The protection of civil rights in the United States encompasses remedies for at least five separate groups. Native Americans have suffered extermination, removal, denial of sovereignty, and destruction of culture; Latinos, conquest and the indignities of a racially discriminatory immigration system. Asian Americans suffered exclusion, wartime internment, and discriminatory labor laws. Middle Eastern people suffer from suspicion that they are terrorists. Blacks suffered slavery and Jim Crow.
Yet our system of civil rights derives, in large part, from the experience of only Blacks, and aims to redress a single, momentous harm, namely slavery and its lingering effects. This is particularly true of the Thirteenth Amendment, which aims to abolish slavery and other conditions reminiscent of it.
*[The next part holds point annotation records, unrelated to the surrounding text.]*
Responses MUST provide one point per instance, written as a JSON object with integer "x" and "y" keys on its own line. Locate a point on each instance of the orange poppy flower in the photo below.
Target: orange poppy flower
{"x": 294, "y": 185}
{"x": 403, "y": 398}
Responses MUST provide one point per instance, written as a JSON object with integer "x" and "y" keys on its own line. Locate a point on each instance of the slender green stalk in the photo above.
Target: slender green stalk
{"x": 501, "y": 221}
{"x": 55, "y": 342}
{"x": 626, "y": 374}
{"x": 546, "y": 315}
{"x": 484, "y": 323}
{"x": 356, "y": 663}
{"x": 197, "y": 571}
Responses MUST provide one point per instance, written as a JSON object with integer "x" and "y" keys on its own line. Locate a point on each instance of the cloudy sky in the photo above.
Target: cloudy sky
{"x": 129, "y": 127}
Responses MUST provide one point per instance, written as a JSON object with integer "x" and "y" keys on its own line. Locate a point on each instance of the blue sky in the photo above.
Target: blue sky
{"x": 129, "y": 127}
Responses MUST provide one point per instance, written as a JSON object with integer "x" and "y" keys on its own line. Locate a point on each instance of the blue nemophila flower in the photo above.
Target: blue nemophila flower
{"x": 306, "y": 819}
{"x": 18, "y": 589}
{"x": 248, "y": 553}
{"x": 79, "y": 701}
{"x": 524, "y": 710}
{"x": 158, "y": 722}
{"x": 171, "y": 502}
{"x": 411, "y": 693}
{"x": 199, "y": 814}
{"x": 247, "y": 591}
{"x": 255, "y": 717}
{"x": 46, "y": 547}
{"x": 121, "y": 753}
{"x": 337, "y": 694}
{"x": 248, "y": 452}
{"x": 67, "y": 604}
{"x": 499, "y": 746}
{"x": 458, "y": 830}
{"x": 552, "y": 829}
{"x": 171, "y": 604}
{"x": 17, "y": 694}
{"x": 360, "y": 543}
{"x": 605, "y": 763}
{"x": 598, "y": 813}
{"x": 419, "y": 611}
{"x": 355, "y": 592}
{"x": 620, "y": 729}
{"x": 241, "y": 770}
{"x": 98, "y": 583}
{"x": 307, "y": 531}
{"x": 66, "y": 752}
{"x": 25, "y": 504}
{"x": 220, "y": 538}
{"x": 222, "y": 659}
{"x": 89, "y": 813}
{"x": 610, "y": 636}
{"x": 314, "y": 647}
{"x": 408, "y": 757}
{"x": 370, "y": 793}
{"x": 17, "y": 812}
American case law, particularly in connection with matters of race, proceeds largely through a process of analogy in which courts compare the case before them to a previous decision or statute. Nonblack groups sometimes have been able to analogize their predicaments to ones that Blacks suffer, but often this has proven difficult. Thus, afflictions that visit few Blacks, such as wartime internment and language discrimination, can easily go unremedied under American law.
This Essay discusses a number of obstacles that lie in the way of protecting Latinos and other nonblack minority groups under the current framework of statutory and constitutional civil rights, including the Thirteenth Amendment. After discussing drawbacks associated with a system of civil rights protection still inflected with the rhetoric and norms of the 1960s civil rights movement, the Essay closes by arguing that an increasingly multiracial society such as this one needs to develop a broader, more inclusive framework and--with Latinos in mind--sketches one.
Richard Delgado, Four Reservations on Civil Rights Reasoning by Analogy: The Case of Latinos and Other Nonblack Groups, 112 COLUM. L. REV. 1888 (2012).